SAN FRANCISCO — For anyone who ever wanted to major in makeup, Sephora fulfilled a few of those dreams when it turned its North American training facility here into a cosmetics university for consumers.

The event last month marked the first time that the Paris-based company offered comprehensive training for nonemployees.

The two-hour class attracted 125 invited Sephora customers from the Bay Area who paid $25 (redeemed for a Sephora coupon) to attend a two-hour beauty class led by Bare Escentuals founder Leslie Blodgett. It was almost a full house in the long, bright white classroom of square tables for six, outfitted with mirrors, tissues, makeup brushes and jars of Bare Escentuals signature mineral-based powder foundation, blush and eye shadow.

“We would like to roll this out to the rest of the country,” said Karen Kenney, vice president of education and development in North America. The training center, called Sephora University, opened in October as the prototype for the company’s expanded education programs for its staff.

The decision to periodically hold customer makeup and skin care classes at SU, beyond what’s offered at Sephora’s 515 stores in 14 countries, was a logical step, Kenney said. “Our clients have been asking us for more and more dedicated training,” she said.

In turn, more in-depth SU sessions also provide a marketing window into Sephora customers — executives compared the training to a big focus group, where free makeup gift baskets were raffled off.

Located in a downtown San Francisco office building on Market Street, next door to Sephora’s North American headquarters, SU seemed to naturally make the transition to an after-work consumer beauty clinic. The all-woman audience represented a wide age range, although most were in their 20s and 30s.
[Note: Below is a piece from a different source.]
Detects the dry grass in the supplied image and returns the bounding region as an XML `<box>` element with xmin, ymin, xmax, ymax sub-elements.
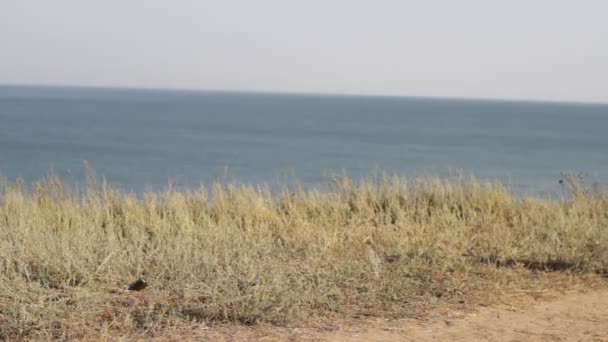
<box><xmin>0</xmin><ymin>177</ymin><xmax>608</xmax><ymax>340</ymax></box>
After a welcome reception, guests carried their wine into the classroom where Blodgett gave a Bare Escentuals coaching session as two makeovers were under way from a raised platform. The products demonstrated were from a new line of Bare Escentuals makeup kits for Sephora, like a $34 Rocker Eye and $28 Buxom Babes Lip Polish.

“There are no hard-and-fast rules in applying makeup,” Blodgett told her attentive audience, while making one exception: Women shouldn’t go without blush, she instructed. Among questions she fielded was one from a woman allergic to corn starch. Blodgett replied she’d have a corn starch-free foundation created.

This story first appeared in the May 27, 2008 issue of WWD.  Subscribe Today.

Next, Sephora makeup and skin care specialists fanned out across the room to each table for more Bare Escentuals tips, as Blodgett greeted her fans and signed autographs. The evening wrapped up with double chocolate brownies in an adjoining classroom where laptops were setup for customers to place orders.

Kenney said Sephora Universities have also opened in Paris and China, which has two, and more will open in the U.S., with Los Angeles being the next location. The frequency and types of SU consumer classes to be offered at SUs are being weighed.

As for business, Kenney said Sephora’s North American sales are posting double-digit increases, a strength in tough economic times she pins to Sephora’s midmarket prices and women’s beauty needs. This year, Sephora plans to add 40 stores in the U.S. and Canada, Kenney said, to its current roster of 190.

With customers continually looking for beauty advice, Kenney said the top question — what’s the best long-term skin treatment? — doesn’t seem to change, nor the answer: sunscreen.

— Joanna Ramey

Clarins Sponsors Solar-Plane Project

PARIS — Clarins has become an official supporter of Solar Impulse, a project focused on building solar-powered airplanes.

During the five-year partnership, whose financial terms were not disclosed, Clarins stated that it aims to give the Solar Impulse project worldwide visibility through its 150-country presence.

Founded in Switzerland by pilots Bertrand Piccard and André Borschberg, who are president and chief executive officer of Solar Impulse, respectively, the company’s first prototype aircraft is under construction in Dübendorf, Switzerland, near Zurich. The goal is to create an aircraft that can take off and fly, during day and night, using only solar energy — hence needing no fuel and releasing no polluting emissions. Trial flights are slated to begin early next year.

“The values represented by Solar Impulse are part of the genetic makeup of Clarins — research, innovation, respect for mankind and for nature,” stated Christian Courtin-Clarins, president and ceo of Clarins.

— Ellen Groves

Malone Garden Highlights Scents’ Ingredients

LONDON — Everything’s coming up roses for Jo Malone. The Estée Lauder Cos.-owned brand’s debut garden at the RHS Chelsea Flower Show, which opened Tuesday and ran through Saturday, picked up a silver medal in the floral display category.

Dubbed The World of Jo Malone, the garden featured shrubs, herbs and flowers used in the brand’s fragrances, including mint, wild strawberries, honeysuckle and gardenia.

“Jasmine bubbles out over the bath, as if you’ve poured in White Jasmine & Mint [bath oil] and it infuses your world,” said florist and garden designer Mathew Dickinson, who created the garden, pointing to a flower-filled tub. The garden, which was visited by Queen Elizabeth II, is to be relocated to London’s Oakleigh School for children with disabilities and special needs.